I would reverse the denial of the motion to suppress.

FOOTNOTES

1.   See Terry v. Ohio, 392 U.S. 1, 21, 88 S.Ct. 1868, 20 L.Ed.2d 889 (1968).

2.   240 Ga.App. 518-519(1), 523 S.E.2d 924 (1999).

3.   269 Ga. 258-259, 497 S.E.2d 790 (1998).

4.   240 Ga.App. at 519-520, 523 S.E.2d 924.

5.   Id. at 519, 523 S.E.2d 924.

6.   269 Ga. at 260-261, 497 S.E.2d 790.

7.   See id. at 261, 497 S.E.2d 790.

8.   (Punctuation omitted.)  Florida v. Bostick, 501 U.S. 429, 434, 111 S.Ct. 2382, 115 L.Ed.2d 389 (1991) (quoting California v. Hodari D., 499 U.S. 621, 628, 111 S.Ct. 1547, 113 L.Ed.2d 690 (1991));  see also United States v. Mendenhall, 446 U.S. 544, 554, 100 S.Ct. 1870, 64 L.Ed.2d 497 (1980).

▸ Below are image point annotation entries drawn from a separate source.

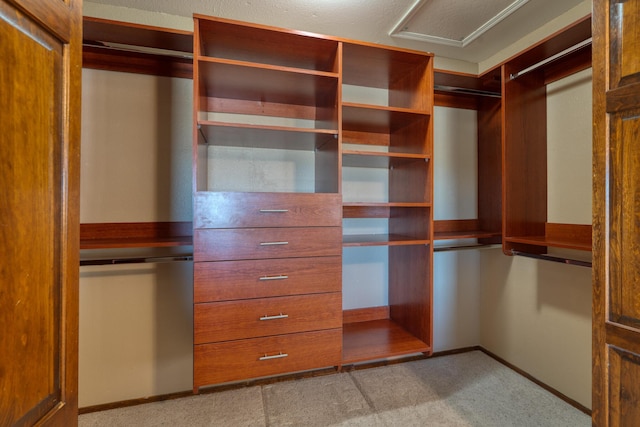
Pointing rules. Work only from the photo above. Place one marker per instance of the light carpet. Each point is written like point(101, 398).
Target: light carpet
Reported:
point(468, 389)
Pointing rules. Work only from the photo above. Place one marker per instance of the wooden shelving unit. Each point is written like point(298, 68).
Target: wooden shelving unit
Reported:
point(525, 76)
point(403, 128)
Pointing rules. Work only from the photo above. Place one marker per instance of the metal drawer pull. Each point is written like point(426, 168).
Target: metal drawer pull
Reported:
point(278, 316)
point(273, 243)
point(275, 356)
point(274, 210)
point(281, 277)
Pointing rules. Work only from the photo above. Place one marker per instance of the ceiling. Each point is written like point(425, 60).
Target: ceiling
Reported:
point(469, 30)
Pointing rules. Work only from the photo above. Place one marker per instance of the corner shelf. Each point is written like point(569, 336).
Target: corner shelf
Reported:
point(116, 235)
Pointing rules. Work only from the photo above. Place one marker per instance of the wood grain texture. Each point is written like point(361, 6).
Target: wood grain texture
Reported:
point(239, 360)
point(135, 234)
point(252, 318)
point(233, 210)
point(232, 280)
point(378, 339)
point(616, 305)
point(40, 150)
point(263, 243)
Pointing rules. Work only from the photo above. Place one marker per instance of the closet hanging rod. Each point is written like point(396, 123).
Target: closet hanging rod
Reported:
point(547, 257)
point(466, 91)
point(465, 247)
point(552, 58)
point(135, 260)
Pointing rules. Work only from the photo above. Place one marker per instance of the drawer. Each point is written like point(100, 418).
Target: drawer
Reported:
point(261, 243)
point(231, 280)
point(234, 320)
point(239, 210)
point(261, 357)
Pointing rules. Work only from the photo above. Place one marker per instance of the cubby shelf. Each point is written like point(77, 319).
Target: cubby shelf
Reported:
point(378, 339)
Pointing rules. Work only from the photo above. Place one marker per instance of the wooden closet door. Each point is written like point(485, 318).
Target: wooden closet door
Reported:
point(616, 232)
point(40, 66)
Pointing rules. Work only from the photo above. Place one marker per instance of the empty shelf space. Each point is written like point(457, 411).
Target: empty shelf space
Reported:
point(567, 236)
point(374, 159)
point(377, 210)
point(382, 240)
point(135, 235)
point(379, 119)
point(261, 84)
point(228, 39)
point(262, 136)
point(378, 339)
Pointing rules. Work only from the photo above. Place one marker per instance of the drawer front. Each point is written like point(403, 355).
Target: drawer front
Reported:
point(234, 320)
point(231, 280)
point(260, 357)
point(262, 243)
point(245, 210)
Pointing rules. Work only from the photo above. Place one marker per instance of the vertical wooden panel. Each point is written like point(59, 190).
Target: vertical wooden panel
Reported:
point(39, 239)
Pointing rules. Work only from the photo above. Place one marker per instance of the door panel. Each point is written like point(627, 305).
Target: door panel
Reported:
point(616, 232)
point(39, 83)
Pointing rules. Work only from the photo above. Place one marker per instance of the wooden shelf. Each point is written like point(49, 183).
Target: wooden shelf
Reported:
point(134, 48)
point(355, 240)
point(224, 38)
point(462, 229)
point(379, 119)
point(235, 80)
point(135, 235)
point(258, 136)
point(374, 66)
point(377, 210)
point(378, 339)
point(373, 159)
point(567, 236)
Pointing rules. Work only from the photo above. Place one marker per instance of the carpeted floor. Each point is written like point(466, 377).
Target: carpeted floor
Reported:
point(468, 389)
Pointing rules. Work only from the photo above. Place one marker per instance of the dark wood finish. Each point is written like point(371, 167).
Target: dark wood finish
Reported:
point(238, 360)
point(490, 171)
point(524, 195)
point(277, 137)
point(568, 236)
point(616, 231)
point(461, 229)
point(97, 30)
point(378, 339)
point(404, 125)
point(232, 280)
point(252, 318)
point(351, 240)
point(365, 314)
point(263, 243)
point(102, 37)
point(239, 210)
point(101, 58)
point(135, 235)
point(239, 41)
point(40, 79)
point(374, 159)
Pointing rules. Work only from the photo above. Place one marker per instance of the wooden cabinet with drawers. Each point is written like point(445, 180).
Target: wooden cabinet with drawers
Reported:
point(269, 125)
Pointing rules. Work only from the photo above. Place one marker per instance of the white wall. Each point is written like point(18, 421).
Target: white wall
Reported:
point(135, 320)
point(537, 314)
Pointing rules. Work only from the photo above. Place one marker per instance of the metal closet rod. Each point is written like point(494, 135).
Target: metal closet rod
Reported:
point(466, 91)
point(547, 257)
point(552, 58)
point(135, 260)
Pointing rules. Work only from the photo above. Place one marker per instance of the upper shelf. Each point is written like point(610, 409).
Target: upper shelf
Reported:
point(234, 80)
point(135, 235)
point(228, 39)
point(134, 48)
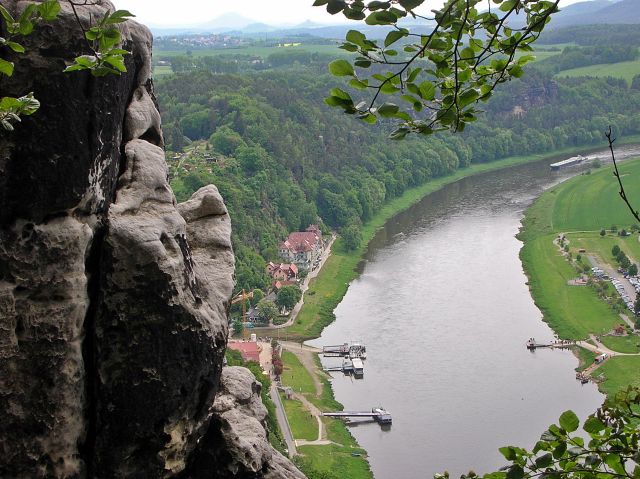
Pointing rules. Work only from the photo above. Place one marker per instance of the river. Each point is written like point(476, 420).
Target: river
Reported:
point(443, 307)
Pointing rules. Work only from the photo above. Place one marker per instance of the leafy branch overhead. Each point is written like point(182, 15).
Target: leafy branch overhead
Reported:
point(433, 81)
point(103, 40)
point(607, 449)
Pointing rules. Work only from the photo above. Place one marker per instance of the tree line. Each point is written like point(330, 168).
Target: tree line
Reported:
point(282, 159)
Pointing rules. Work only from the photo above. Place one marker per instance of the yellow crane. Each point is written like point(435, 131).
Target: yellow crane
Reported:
point(242, 296)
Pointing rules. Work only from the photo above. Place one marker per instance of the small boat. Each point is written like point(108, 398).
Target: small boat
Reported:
point(574, 160)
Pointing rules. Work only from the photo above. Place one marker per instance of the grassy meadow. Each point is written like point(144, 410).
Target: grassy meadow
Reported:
point(624, 70)
point(580, 208)
point(343, 453)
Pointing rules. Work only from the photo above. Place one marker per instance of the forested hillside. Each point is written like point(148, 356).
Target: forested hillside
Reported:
point(281, 157)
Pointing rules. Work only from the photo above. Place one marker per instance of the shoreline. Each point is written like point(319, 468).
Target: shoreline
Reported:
point(332, 283)
point(536, 231)
point(322, 298)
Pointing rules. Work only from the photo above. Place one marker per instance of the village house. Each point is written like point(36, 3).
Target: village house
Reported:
point(249, 350)
point(282, 271)
point(303, 248)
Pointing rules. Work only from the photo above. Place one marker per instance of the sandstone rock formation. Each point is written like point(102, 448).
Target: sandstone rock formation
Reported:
point(113, 299)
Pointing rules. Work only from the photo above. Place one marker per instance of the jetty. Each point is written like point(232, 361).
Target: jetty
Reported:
point(346, 350)
point(353, 366)
point(532, 345)
point(381, 415)
point(575, 160)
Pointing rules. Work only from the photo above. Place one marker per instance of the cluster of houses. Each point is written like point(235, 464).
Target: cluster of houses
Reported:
point(301, 251)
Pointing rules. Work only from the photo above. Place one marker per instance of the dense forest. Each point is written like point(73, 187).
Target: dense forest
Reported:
point(283, 159)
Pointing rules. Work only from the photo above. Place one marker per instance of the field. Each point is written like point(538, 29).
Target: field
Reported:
point(624, 70)
point(580, 208)
point(328, 288)
point(343, 453)
point(254, 51)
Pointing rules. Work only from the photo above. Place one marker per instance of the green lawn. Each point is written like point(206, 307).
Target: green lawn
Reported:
point(620, 372)
point(591, 202)
point(328, 288)
point(303, 424)
point(338, 460)
point(624, 344)
point(295, 375)
point(600, 246)
point(255, 51)
point(580, 207)
point(572, 311)
point(585, 358)
point(624, 70)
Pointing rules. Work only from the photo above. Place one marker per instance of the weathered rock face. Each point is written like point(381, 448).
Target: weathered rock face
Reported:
point(236, 445)
point(113, 299)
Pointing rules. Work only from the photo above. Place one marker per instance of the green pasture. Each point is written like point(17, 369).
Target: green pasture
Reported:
point(254, 51)
point(303, 424)
point(295, 375)
point(624, 70)
point(572, 311)
point(623, 344)
point(620, 372)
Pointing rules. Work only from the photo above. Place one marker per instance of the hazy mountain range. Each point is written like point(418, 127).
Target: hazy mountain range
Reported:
point(583, 13)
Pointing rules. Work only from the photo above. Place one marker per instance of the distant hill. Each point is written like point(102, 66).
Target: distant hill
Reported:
point(598, 12)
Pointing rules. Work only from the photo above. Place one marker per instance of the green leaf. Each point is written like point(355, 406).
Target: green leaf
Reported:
point(509, 453)
point(381, 18)
point(6, 15)
point(49, 10)
point(467, 97)
point(117, 62)
point(393, 36)
point(427, 90)
point(593, 425)
point(118, 16)
point(341, 68)
point(354, 36)
point(388, 110)
point(6, 68)
point(515, 472)
point(26, 27)
point(16, 47)
point(376, 5)
point(410, 4)
point(569, 421)
point(544, 461)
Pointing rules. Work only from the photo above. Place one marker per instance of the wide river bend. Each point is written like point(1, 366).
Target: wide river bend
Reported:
point(443, 307)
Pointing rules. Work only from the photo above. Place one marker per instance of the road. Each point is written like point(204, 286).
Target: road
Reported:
point(282, 421)
point(303, 287)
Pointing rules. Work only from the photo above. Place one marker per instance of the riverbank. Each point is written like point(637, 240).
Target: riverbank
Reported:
point(327, 290)
point(579, 209)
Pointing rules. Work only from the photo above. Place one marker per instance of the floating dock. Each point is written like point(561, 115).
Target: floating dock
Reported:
point(379, 414)
point(346, 350)
point(353, 366)
point(532, 345)
point(574, 160)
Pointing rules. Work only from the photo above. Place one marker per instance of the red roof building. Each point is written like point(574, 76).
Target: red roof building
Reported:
point(282, 271)
point(249, 350)
point(303, 248)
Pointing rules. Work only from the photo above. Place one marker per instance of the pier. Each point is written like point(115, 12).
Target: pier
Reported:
point(353, 366)
point(532, 345)
point(379, 414)
point(353, 350)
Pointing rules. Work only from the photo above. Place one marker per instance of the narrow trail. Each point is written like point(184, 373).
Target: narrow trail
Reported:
point(304, 287)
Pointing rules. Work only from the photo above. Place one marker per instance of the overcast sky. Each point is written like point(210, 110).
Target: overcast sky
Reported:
point(275, 12)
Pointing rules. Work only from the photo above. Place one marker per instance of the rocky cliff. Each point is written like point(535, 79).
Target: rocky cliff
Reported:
point(113, 298)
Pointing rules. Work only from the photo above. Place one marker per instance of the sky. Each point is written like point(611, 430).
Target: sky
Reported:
point(273, 12)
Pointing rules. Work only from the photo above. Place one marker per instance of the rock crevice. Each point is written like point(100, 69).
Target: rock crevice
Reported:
point(113, 298)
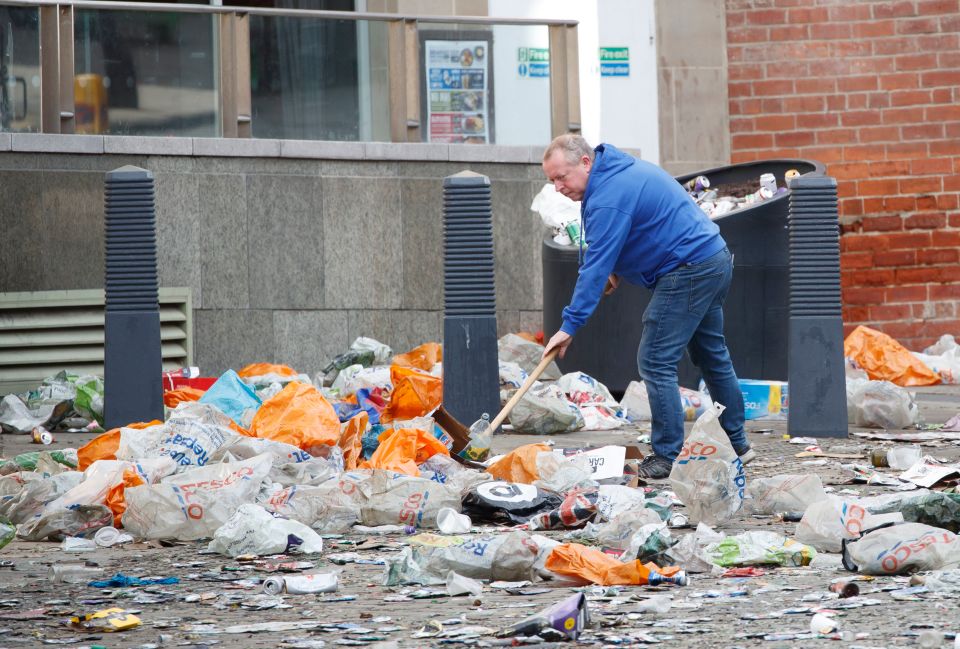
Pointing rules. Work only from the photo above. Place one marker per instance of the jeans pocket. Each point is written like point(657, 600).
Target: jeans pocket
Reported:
point(703, 292)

9.   191 Ga.App. 439, 440(1), 382 S.E.2d 177 (1989).

10.   208 Ga.App. 699(1), 431 S.E.2d 400 (1993).

11.   (Punctuation omitted).  Pace v. State, 219 Ga.App. 583, 586, 466 S.E.2d 254 (1995) (quoting Florida v. Bostick, supra, 501 U.S. at 434-435, 111 S.Ct. 2382).

12.   191 Ga.App. at 440, 382 S.E.2d 177.

13.   See City of Indianapolis v. Edmond, 531 U.S. 32, 121 S.Ct. 447, 148 L.Ed.2d 333 (2000).

SMITH, Presiding Judge.

JOHNSON, C.J., POPE, P.J., ANDREWS, P.J., and MIKELL, J., concur. MILLER, J., concurs in the judgment only. PHIPPS, J., concurs in part and dissents in part.